In February 2023, LemFi added seven new receive markets in Africa to its remittance network: Senegal, Ivory Coast, Benin Republic, Cameroon, Tanzania, Rwanda, and Uganda. In June 2023, it added Kenya to its receive market. Thus, when you add Nigeria and Ghana, LemFi reached 10 destination markets. In July 2023, LemFi secured its IMTO licence for inbound remittance to Nigeria.

In August 2023, it announced its expansion to the US, a key sender market, and a $33 million Series A round.

Launching in the US is a big milestone for remittance companies. The same UN report on World Migration shows that over the last three decades, the US has retained its spot as the number one country for migrants. As of 2020, immigrants in the US represented 13% of the country’s total population. So, by default, the US is a key send market of remittance. For instance, the US accounts for over 20% of remittances to Nigeria, making it the country’s biggest remittance source.

In 2023, the company processed $2 billion in annual transaction volume, assuming a net take rate of 1% that’s a revenue of $20 million. The CEO, Ridwan O. Akangbe told TechCrunch that it is profitable and that three in five of its users are monthly actives.

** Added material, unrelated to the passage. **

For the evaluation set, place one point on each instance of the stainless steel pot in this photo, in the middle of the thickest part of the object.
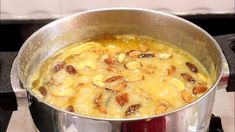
(89, 24)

More countries and products for LemFi

Beyond a focus on the African diaspora, LemFi is now executing a plan to win over the Asian diaspora.

“…we’ve realized that remittances across so many regions are more similar than people think,” said Ridwan. The problems that Africans face in terms of difficulty in sending money and compliance issues are very similar to what people from different emerging markets also face.”

With the US move, in place, the country has gone after India, China and Pakistan as destination markets. Those three countries are among the top five recipients of remittance everywhere in the world. India, for example, received an estimated $129 billion in 2024. That figure is six times more than Nigeria’s $19.8 billion.

To enter those foreign markets, the company hired key personnel from companies like Terrapay—the global payouts company, Foodpanda—a DeliveryHero subsidiary and OPay.

“The markets we serve will continue to need millions of immigrants yearly, so we want to be one of the first products introduced to the African, Indian, Chinese, or Pakistani communities,” remarked Philip Daniel, the company’s global expansion lead in a recent interview. “There are still ample opportunities for us to grow.”

One of those “products” is a card coming soon to its customers in the US, the UK and Canada.


Editor’s note, 8:10AM, Jan. 9, 2024: We removed some of the extra details from this story.